Пока, по крайней мере.
Джейкоб тяжело дышит и сипит. Вроде как говорит: один, два, три, пять.
– Ты считаешь? – Я таращусь на него.
Это все равно что играть в шарады с человеком, у которого нет ни рук, ни ног.
– Съем, – произносит Джейкоб громко и четко.
Он голоден. Или был голоден?
– Джейкоб… – Голос мой становится тверже. – Хватит уже. – Я тянусь к нему, но вижу, как все его тело напрягается, когда до соприкосновения с ним моих пальцев остается всего дюйм, поэтому я убираю руку, сажусь на пол и говорю: – Один.
Веки Джейкоба моргают один раз.
– Два.
Он моргает трижды.
Тут я понимаю, что мы беседуем. Только без слов.
Один, один, два, три. Почему пять, а не четыре?
Я достаю из кармана ручку и записываю цифры на руке, пока не соображаю, как устроена последовательность Он говорил не «съем», а «восемь».
– Одиннадцать, – говорю я, глядя на Джейкоба. – Девятнадцать.
Он перекатывается на спину.
– Подпиши это, и я отведу тебя к маме. – Я подпихиваю к нему бумаги по полу, толкаю в его сторону ручку.
Сперва Джейкоб не двигается.
А потом очень медленно ставит подпись.
Однажды Тэо спросил меня: если бы существовал антидот против синдрома Аспергера, принял бы я его? Я ответил ему «нет». Не уверен, какую часть меня обволакивает Аспергер. Что, если я утрачу часть своего интеллекта или сарказма? Вдруг я начну бояться злых духов в Хэллоуин, а не цвета тыкв? Проблема в том, что я не помню себя до Аспергера, так откуда мне знать, что от меня останется без него? Я сравниваю его с сэндвичем, намазанным арахисовым маслом и джемом. Нельзя же избавиться от арахисового масла и не снять при этом часть джема, верно?
Я вижу маму. Как солнце из-под воды, если отважишься раскрыть глаза. Она не в фокусе и как будто покрыта рябью, слишком яркая, чтобы видеть ее четко. Так глубоко я ушел под воду.
У меня болит горло от крика; синяки достигают костей. Несколько раз я засыпал и просыпался в слезах. Мне нужен человек, который разберется, что я сделал и почему. Кто-то, кому на все плевать так же, как мне.
В тюрьме после укола я видел сон, будто у меня вырезали сердце из груди. Врачи и тюремщики бросали его друг другу, словно играли в «горячую картошку», а потом попытались вшить на место, но из-за этого я стал похож на Франкенштейна. «Видишь, – хором воскликнули они, – ты даже не можешь говорить!», и так как это была ложь, я больше не мог верить ни одному их слову.

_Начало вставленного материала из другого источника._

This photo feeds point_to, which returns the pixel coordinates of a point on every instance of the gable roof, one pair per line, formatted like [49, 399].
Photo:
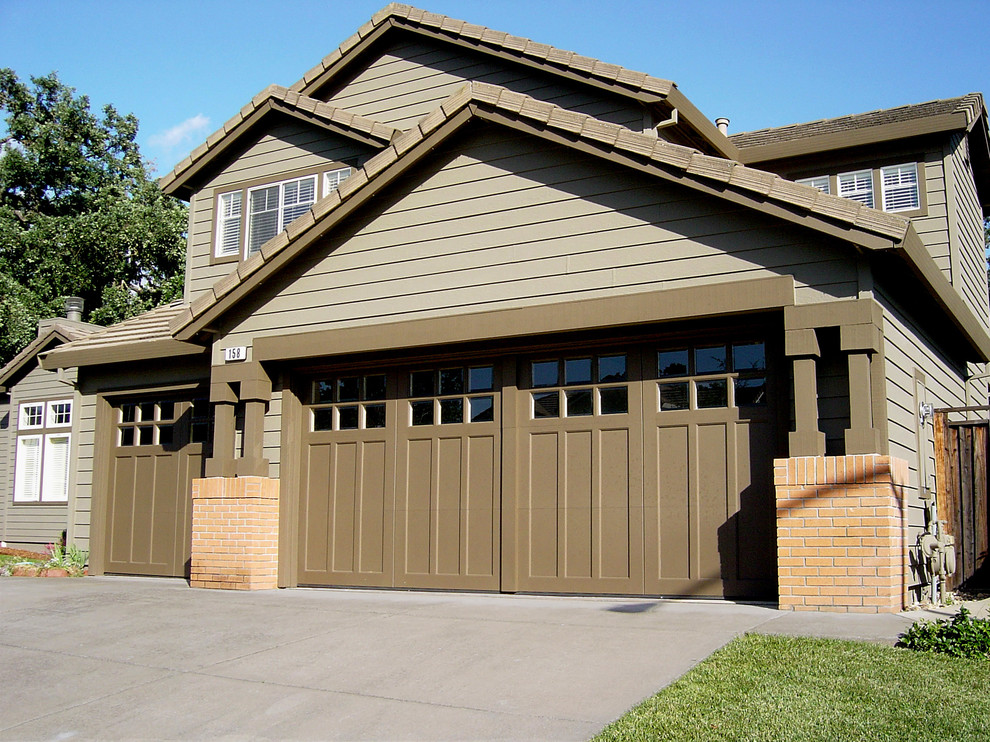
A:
[841, 218]
[586, 70]
[273, 99]
[138, 338]
[950, 114]
[57, 331]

Я бы не стал есть джем без арахисового масла, но иногда я гадаю, почему не мог быть едой, которую любят все.
Раньше существовала теория, что мозг аутиста работает неправильно из-за промежутков между нейронами, недостатка связей. Теперь появилась новая, что мозг у аутистов работает слишком хорошо, и в голове моей происходит столько всего одновременно, что мне нужно работать сверхурочно, чтобы отфильтровать все, и иногда обычный мир становится ребенком, выплеснутым из лохани вместе с водой.
Оливер, который, по его словам, мой адвокат, заговорил со мной на языке природы. Это все, чего я когда-либо хотел: быть органичным, как заполненная семенами головка подсолнуха или спираль раковины. Когда изо всех сил пытаешься быть органичным, это значит, ты неорганичен.

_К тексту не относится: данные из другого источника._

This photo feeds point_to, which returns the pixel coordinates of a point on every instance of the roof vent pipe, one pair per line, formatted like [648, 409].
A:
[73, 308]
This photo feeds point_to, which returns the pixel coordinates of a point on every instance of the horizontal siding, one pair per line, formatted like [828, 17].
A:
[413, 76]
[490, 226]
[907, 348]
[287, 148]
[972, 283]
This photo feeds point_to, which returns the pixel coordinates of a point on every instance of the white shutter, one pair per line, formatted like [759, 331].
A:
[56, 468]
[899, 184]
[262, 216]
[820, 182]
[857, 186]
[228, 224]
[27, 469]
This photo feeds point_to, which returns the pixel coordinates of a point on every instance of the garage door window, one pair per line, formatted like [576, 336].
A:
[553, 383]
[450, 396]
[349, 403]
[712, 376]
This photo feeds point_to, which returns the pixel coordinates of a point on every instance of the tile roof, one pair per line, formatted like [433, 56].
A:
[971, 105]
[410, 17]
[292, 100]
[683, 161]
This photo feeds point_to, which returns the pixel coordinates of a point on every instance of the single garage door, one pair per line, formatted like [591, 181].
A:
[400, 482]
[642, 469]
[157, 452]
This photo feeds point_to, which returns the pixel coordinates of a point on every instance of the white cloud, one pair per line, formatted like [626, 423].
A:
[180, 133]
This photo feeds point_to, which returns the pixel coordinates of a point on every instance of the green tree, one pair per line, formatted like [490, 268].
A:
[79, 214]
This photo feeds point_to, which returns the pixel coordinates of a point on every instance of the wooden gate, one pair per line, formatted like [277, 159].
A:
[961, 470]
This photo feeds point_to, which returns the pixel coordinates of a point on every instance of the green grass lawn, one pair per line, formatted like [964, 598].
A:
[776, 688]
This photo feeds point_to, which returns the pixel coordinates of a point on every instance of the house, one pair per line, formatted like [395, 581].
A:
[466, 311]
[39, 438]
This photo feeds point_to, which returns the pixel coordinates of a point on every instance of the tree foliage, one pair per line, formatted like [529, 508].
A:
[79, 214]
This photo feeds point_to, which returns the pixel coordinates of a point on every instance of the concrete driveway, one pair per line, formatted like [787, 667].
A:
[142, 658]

Мама выходит вперед. Она плачет, но на ее лице улыбка. Ради бога, разве это удивительно, что я никогда не могу понять ваших чувств, люди?
Обычно, когда я ухожу туда, куда ухожу, то это комната без дверей и окон. Но в тюрьме это был мир, и тогда мне пришлось уйти еще дальше. Это была металлическая капсула, лежащая на дне моря. Если кто-нибудь попытается прийти за мной с ножом, зубилом или корочкой надежды, океан почувствует перемены и металл взорвется.